For his fictional island, Vonnegut injects Western influence in the most humorous of ways. Just imagine a national anthem that sounds fairly identical to Home on the Range and a flag that has the U.S. Marine Corps corporal’s chevrons on a blue shield, or a currency that’s called “corporals.”
Even more interesting is the founding of San Lorenzo. U.S. Marine Corporal Earl McCabe deserted his company in 1922 when he shipwrecked on the island along with accomplice Lionel Boyd Johnson who is from Tobago.
After the duo set in place a series of events that booted out San Lorenzo’s governing sugar company, it became a republic. Though, circumstances didn’t get any better for the citizens of San Lorenzo. So, to offset the wave of hopelessness and dissent, Boyd Johnson created a religion known as Bokononism.
Cat’s Cradle Religion Bokononism

Bokononism is a semi-humorous religion based on enjoying life through believing “foma” or harmless lies and taking any bit of encouragement where you can. Boyd Johnson rebranded himself as Bokonon and decided to outlaw the religion to help it spread quicker. Punishment if caught practicing Bokononism involves being impaled on a hook. However, it’s rumored that the leaders who outlawed the religion, even Papa Monzano, worship it and hardly ever punish anyone.
Many of the sacred texts that make up the religion are called The Books of Bokonon and are written in the form of calypso songs. Calypso music found its origins in the 17th century, brought by African slaves forced to toil the sugar plantations. With no connections to their homelands and unable to interact with one another, calypsos were used to mock the slave masters and communicate with one another. It’s only prescient that Vonnegut would use this form of music to become the dying gasps of humanity, brought on by western expansion and exploitation.

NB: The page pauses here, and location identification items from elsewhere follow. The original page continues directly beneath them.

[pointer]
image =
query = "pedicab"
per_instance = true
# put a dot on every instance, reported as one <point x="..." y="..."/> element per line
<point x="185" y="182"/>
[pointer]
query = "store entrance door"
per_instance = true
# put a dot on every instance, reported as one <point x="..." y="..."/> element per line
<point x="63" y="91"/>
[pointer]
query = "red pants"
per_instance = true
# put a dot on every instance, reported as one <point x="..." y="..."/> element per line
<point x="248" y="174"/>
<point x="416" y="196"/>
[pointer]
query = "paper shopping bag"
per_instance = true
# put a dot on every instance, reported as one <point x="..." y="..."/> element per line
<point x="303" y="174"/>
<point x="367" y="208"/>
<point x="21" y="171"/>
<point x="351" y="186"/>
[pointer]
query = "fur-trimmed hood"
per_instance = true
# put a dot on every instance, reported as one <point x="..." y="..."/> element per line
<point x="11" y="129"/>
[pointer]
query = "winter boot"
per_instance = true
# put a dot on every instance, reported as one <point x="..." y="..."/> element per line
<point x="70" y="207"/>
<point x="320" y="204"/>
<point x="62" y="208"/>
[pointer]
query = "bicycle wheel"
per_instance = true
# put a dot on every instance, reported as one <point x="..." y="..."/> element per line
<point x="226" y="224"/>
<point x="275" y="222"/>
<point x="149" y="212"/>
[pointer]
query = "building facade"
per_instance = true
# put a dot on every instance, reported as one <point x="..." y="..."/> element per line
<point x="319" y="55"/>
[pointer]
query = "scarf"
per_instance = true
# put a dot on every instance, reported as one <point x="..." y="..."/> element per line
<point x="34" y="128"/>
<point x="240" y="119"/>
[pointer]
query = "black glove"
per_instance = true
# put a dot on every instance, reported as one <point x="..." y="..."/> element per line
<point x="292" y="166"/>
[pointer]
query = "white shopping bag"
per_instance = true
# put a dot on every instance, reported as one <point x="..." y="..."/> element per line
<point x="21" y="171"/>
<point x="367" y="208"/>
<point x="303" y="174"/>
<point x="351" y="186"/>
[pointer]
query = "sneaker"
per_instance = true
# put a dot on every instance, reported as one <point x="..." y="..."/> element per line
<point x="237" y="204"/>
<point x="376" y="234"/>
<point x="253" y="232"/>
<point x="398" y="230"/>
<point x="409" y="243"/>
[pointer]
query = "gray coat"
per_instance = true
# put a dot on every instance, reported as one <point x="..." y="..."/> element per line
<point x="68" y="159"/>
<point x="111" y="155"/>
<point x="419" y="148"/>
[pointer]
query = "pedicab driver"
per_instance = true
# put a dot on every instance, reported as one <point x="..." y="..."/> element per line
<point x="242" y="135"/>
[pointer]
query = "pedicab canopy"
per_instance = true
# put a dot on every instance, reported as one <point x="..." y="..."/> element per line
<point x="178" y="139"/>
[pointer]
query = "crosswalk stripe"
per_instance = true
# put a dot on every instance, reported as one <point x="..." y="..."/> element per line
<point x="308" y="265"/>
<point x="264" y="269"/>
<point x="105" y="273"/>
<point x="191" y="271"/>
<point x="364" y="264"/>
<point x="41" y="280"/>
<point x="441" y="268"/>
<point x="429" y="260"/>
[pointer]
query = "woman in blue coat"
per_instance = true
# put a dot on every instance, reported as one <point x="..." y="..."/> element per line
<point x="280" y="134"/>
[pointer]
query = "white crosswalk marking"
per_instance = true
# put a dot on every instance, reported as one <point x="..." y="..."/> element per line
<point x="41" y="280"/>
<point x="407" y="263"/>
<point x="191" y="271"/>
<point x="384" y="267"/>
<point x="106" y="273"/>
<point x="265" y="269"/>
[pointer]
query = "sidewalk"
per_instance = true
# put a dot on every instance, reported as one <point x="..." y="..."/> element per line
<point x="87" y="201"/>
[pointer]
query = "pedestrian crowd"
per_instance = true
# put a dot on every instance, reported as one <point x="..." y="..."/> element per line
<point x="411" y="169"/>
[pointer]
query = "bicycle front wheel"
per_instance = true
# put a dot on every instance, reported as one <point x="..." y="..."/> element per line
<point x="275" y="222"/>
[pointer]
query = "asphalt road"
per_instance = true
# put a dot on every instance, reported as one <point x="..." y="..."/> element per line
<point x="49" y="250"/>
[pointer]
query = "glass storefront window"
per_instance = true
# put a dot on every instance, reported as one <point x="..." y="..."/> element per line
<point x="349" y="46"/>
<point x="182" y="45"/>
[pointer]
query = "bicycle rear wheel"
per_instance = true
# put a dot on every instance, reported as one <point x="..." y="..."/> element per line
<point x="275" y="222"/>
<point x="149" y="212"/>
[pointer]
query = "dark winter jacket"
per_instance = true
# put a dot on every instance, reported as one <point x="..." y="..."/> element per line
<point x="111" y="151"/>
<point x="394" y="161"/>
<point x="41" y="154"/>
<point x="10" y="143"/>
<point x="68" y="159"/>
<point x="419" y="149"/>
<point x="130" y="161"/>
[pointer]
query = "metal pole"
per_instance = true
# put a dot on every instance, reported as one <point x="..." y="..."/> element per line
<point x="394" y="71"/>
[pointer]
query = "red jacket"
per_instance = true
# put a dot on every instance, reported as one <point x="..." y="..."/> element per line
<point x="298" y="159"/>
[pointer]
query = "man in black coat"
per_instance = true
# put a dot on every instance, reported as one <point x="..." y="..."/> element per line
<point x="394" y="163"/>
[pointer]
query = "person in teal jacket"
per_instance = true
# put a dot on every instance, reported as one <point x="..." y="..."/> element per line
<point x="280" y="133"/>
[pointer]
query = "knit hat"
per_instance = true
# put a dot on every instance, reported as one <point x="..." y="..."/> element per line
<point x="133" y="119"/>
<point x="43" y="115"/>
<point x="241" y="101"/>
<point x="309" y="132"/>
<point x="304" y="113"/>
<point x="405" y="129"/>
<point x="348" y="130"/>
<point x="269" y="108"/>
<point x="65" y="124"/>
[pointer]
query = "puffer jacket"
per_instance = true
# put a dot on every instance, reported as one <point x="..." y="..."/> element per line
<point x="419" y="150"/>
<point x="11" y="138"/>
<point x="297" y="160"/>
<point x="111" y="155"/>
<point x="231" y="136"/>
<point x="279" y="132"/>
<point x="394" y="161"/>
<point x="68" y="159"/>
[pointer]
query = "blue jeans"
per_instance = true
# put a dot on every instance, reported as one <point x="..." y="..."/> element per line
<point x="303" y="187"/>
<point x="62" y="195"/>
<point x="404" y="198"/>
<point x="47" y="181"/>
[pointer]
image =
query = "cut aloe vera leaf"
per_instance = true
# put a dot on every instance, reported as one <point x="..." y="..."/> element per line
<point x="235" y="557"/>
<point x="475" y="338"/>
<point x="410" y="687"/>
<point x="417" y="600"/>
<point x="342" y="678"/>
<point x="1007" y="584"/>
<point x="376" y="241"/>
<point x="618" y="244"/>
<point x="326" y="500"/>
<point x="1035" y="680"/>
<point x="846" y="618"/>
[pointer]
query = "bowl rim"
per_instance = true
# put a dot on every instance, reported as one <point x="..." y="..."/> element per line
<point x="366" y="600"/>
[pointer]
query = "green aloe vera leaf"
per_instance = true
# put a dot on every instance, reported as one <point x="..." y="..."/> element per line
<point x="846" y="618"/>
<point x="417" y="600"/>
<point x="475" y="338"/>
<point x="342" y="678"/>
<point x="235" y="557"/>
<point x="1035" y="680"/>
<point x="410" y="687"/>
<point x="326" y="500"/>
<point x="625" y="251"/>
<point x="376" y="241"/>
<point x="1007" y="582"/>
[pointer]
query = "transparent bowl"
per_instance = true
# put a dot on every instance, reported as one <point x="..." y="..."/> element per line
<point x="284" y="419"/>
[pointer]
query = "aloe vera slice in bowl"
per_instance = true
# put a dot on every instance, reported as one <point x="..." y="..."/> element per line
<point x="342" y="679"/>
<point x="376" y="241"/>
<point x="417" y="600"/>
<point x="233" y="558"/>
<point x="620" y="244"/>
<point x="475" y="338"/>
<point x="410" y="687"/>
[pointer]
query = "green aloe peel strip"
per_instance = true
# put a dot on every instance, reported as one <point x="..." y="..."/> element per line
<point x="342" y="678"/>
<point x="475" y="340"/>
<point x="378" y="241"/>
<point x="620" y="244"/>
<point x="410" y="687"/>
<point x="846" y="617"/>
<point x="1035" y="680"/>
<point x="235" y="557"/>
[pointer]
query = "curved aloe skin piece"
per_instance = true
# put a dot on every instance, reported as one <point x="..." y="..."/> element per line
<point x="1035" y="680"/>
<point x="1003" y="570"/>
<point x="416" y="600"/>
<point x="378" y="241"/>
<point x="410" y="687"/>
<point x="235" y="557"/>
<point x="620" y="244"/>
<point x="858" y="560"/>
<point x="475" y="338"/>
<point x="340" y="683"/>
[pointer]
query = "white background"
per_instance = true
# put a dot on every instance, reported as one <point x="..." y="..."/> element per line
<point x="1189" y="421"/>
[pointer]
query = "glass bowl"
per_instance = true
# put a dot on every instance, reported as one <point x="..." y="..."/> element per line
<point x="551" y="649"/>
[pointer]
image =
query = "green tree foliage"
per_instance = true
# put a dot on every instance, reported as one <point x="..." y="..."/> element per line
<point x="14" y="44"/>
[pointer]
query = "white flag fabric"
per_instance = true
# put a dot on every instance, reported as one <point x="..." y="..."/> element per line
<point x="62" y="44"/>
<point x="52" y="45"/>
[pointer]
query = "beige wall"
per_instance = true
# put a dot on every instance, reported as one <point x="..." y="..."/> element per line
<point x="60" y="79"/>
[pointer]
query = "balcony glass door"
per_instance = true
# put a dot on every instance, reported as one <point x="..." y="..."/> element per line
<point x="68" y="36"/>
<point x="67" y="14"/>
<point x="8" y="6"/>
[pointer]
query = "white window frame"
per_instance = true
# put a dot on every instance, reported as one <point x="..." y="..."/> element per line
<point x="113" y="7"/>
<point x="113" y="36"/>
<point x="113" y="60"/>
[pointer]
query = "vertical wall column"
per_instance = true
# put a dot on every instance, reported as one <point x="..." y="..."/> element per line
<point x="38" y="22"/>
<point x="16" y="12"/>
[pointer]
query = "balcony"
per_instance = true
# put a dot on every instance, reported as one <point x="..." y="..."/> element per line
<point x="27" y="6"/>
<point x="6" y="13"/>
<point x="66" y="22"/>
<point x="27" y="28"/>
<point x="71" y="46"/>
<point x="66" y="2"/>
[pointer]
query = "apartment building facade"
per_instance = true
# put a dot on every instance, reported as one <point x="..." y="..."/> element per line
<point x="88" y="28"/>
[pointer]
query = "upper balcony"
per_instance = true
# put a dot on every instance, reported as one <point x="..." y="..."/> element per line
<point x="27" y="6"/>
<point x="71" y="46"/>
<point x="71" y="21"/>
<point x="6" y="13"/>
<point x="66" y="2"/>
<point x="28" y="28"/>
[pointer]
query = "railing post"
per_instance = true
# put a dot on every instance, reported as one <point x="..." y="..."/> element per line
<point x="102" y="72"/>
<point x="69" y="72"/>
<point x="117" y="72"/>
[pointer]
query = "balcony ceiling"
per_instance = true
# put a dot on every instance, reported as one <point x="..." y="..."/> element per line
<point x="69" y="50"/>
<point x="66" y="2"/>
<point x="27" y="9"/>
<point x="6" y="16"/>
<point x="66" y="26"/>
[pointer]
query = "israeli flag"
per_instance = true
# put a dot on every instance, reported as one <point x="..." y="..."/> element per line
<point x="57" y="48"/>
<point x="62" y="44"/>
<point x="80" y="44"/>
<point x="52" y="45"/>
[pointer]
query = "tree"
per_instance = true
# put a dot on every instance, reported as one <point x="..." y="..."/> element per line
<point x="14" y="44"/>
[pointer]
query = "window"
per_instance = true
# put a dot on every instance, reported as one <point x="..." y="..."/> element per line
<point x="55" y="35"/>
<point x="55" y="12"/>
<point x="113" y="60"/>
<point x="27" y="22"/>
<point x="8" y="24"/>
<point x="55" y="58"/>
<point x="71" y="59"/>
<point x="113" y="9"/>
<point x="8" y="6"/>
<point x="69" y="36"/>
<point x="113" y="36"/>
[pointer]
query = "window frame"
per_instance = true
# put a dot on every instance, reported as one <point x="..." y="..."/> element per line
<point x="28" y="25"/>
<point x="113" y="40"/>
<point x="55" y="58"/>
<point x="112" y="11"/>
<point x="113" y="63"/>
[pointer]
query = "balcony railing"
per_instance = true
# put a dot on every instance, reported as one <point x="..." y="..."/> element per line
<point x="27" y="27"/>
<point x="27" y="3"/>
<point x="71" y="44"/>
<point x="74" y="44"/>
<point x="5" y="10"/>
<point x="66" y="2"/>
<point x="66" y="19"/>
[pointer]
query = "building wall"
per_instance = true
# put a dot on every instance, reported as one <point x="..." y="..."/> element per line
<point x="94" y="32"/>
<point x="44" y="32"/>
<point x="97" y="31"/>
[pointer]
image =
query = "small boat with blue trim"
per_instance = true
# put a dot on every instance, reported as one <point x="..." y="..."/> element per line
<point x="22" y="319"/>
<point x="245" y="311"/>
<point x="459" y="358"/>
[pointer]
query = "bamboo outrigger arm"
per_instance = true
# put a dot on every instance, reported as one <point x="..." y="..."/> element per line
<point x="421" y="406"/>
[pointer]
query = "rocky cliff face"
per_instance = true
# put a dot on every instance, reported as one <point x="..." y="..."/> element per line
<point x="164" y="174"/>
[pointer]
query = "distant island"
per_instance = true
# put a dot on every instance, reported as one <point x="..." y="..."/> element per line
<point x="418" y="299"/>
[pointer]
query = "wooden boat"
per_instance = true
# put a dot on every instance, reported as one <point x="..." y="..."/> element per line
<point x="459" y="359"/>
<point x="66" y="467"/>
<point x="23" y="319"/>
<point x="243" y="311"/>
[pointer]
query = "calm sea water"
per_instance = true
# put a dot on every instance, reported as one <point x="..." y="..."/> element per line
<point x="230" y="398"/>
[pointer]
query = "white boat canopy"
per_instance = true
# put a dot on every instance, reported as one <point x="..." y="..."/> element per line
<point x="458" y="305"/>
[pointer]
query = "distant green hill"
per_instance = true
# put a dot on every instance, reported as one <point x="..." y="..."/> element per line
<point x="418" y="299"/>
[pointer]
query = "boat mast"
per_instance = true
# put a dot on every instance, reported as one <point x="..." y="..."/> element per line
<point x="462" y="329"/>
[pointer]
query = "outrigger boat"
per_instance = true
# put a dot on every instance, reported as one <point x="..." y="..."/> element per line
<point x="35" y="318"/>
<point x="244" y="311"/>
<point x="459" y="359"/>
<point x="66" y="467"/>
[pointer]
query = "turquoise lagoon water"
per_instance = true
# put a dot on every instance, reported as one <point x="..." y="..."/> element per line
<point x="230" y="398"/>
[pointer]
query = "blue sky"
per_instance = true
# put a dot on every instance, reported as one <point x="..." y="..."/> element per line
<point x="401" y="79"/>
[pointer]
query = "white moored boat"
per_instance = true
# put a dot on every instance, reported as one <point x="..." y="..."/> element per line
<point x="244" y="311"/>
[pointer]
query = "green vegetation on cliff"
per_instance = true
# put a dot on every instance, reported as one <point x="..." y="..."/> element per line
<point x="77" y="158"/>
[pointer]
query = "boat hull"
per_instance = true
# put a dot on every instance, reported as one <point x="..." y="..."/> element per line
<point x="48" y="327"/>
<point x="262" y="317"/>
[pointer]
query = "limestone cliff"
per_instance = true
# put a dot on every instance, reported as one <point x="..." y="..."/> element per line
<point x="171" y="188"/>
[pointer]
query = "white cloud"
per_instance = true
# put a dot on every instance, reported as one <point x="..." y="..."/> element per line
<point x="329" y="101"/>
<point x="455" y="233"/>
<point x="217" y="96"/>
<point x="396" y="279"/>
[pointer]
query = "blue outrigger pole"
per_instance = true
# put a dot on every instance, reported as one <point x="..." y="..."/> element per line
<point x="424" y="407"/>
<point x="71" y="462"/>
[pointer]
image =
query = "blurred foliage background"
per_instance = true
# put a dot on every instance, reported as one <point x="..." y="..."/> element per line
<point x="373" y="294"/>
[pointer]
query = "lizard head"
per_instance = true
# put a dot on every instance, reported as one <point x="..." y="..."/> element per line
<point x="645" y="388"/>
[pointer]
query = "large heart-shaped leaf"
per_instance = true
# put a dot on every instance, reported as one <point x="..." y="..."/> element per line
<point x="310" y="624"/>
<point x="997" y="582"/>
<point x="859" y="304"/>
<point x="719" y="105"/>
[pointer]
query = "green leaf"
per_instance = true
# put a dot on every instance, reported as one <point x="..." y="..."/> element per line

The Meaning of Cat’s Cradle is Meaninglessness
Theodore Sturgeon once described Cat’s Cradle as “appalling, hilarious, shocking, and infuriating,” concluding that “this is an annoying book and you must read it. And you better take it lightly, because if you don’t you’ll go off weeping and shoot yourself.”

After the fallout, Jonah and Newt are driving and Newt mentions maybe he could find a “neat” way to die. Jonah recalls a dream about climbing Mount McCabe but doesn’t know what to take with him. Then, John spies Bokonon sitting on the side of the road writing the last sentence of The Books of Bokonon. It reads:
“If I were a younger man, I would write a history of human stupidity; and I would climb to the top of Mount McCabe and lie down on my back with my history for a pillow; and I would take from the ground some of the blue-white poison that makes statues of men; and I would make a statue of myself, lying on my back, grinning horribly, and thumbing my nose at You Know Who.”